19-21 These prohibitions are in place despite ample evidence that peer support programs are proven to lead to improved outcomes among people exiting incarceration.
22Many universities have policies that bar the enrollment or employment of formerly incarcerated people or introduce onerous barriers.
23 Recent policy changes to reduce barriers to employment for the formerly incarcerated, such as Ban the Box efforts, may delay background checks and thereby reduce some barriers to employment.
24 However, universities and other public health institutions must go beyond reducing barriers to employment and should actively seek to employ formerly incarcerated people to leverage their lived experiences and intimate knowledge of the criminal legal system, as well as support their re-entry transition. Universities have previously prioritized employment groups. For example, in 2011, when the University of California San Francisco expanded its campus, the university made a commitment to hire at least 20% of workers locally to leverage its power to improve the local economy, expand training opportunities in the community, and increase local capacity.

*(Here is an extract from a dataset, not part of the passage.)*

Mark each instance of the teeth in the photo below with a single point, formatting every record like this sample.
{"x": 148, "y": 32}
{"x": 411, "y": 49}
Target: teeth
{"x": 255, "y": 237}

25 Similar efforts should be undertaken to prioritize the employment of formerly incarcerated people in universities and public health organizations. In addition, employers must provide flexibility to make sustained employment possible, because parole and probation require regular appointments at parole and probation offices during the workday. Prioritized employment would leverage the power of these institutions to center the lived experience of incarceration, provide opportunities for training and advancement to formerly incarcerated people, and promote health equity and social equality through increasing access to flexible, dependable, and well-paid employment with benefits to a group of people who historically have been socially and economically marginalized.
Public Health Implications
Mass incarceration will continue to create and exacerbate health inequities until our institutions prioritize mass incarceration as a sociostructural determinant of health and meet APHA’s call to decarcerate. We must (1) revise the priorities of our public health institutions, departments of health, and funders to reflect this renewed understanding of the centrality of the criminal legal system for public health; (2) revise public health curricula to include the criminal legal system as a primary sociostructural determinant of health in introductory courses and include required training on the criminal legal system and criminal legal data; and (3) reduce barriers to employment in the field of public health for formerly incarcerated people. Mass incarceration is a sociostructural determinant of health that must be holistically incorporated into public health institutions and teaching. Efforts to teach, research, and promote health equity must focus on the role that mass incarceration plays and the need to dismantle and reimagine our criminal legal system.
Declaration of Conflicting Interests
The authors declared no potential conflicts of interest with respect to the research, authorship, and/or publication of this article.
Funding
The authors received no financial support for the research, authorship, and/or publication of this article.